Directed by Crispian Mills. Starring Finn Cole, Asa Butterfield, Hermione Corfield, Michael Sheen, Simon Pegg, Nick Frost.
The Plot: Teenager Don (Finn Cole) arrives at the oddly named boarding school Slaughterhouse. It’s a posh place, with its clearly-defined cliques and a proud, doting headmaster in The Bat (Michael Sheen). Don befriends fellow pupil Willoughby (Asa Butterfield) and lusts after head girl Clemsie (Hermione Corfield). However, there are bigger problems to worry about. Fracking by a mining company in the nearby forest causes a sinkhole to appear, much to the concern of teacher Meredith (Simon Pegg) and environmentalist Woody (Nick Frost). Some things crawls out of the sinkhole – hounds of hell, who have a thirst for chaos…

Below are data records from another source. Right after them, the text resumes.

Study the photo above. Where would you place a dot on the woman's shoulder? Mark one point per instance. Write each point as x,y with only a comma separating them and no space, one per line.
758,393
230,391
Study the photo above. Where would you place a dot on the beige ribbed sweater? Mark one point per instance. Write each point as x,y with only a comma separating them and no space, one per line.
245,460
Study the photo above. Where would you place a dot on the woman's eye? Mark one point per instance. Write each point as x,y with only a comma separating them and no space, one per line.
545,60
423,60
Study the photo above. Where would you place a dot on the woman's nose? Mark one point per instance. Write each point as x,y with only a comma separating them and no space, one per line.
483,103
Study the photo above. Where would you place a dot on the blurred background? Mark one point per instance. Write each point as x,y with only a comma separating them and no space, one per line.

The Verdict: Already much-loved character actors, Shaun Of The Dead stars Simon Pegg and Nick Frost have formed their own production company Stolen Picture. First out of the gate is horror comedy Slaughterhouse Rulez, which plays into the same mix of laughs and scares as their breakthrough film. The setting is Slaughterhouse, a very British boarding school. A Hogwarts for muggles where our audience surrogate, Don, discovers that the grandiose school motto means ‘through bloodshed to immortality’. That’s what he certainly gets, as he finds his new school under attack from dog-like creatures from the bowels of the earth.

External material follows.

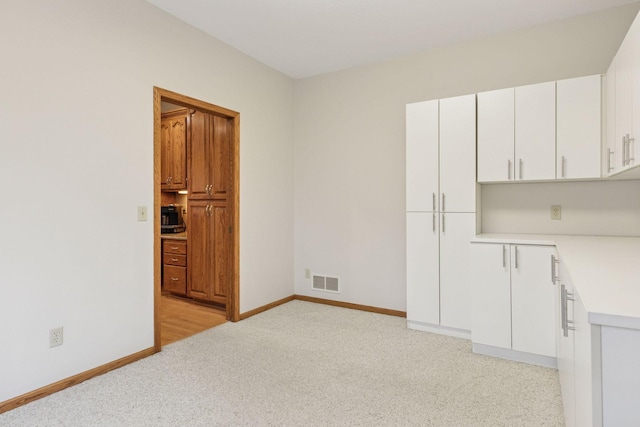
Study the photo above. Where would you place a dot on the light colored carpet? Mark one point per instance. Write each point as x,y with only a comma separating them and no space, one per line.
305,364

The fact that the creatures look along the lines of the dog creatures from Ghostbusters is an indication that the film shouldn’t be taken seriously. The emphasis here is more on comedy, even during some surprising deaths and gory moments. It’s a light-hearted affair from director Crispian Mills, whose only other directorial credit is the forgettable A Fantastic Fear Of Everything, which also featured Pegg. Mills is still finding his feet to some degree, as there are noticeable pacing issues with getting the story moving. It takes a good while before the creatures are introduced, much longer than is necessary. While character development is important, it shouldn’t slow down the film. The editing just needed to be tightened up here.

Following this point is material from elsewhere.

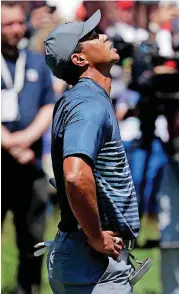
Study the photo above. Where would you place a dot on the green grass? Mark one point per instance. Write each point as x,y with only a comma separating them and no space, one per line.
150,284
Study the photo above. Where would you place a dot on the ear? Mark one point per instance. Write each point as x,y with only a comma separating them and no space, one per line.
79,59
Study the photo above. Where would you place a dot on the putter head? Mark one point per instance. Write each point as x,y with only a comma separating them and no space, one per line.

That said though, when the film gets moving Mills mostly delivers on its potential. The students have to fend for themselves, as the adults prove useless in fighting hell-spawn creatures (not on Slaughterhouse’s school curriculum, eh?). The story of an outsider like Don proving his resourcefulness and fitting in through adversity is a relatable concept. Mills has some fun with his younger cast here, bouncing them off seasoned players like Pegg and Frost… and an uncredited cameo from a well-known actress. The creature design is funky, but given budgetary constraints they’re kept mostly in the dark. That’s not so bad though, as it heightens some well-timed scares.
As horror comedies go, Slaughterhouse Rulez is mildly diverting and occasionally amusing, but never really that scary. It’s slight and sweet, with an upbeat tone. Not exactly a must-see, but it has its moments. Three stars for effort, chaps.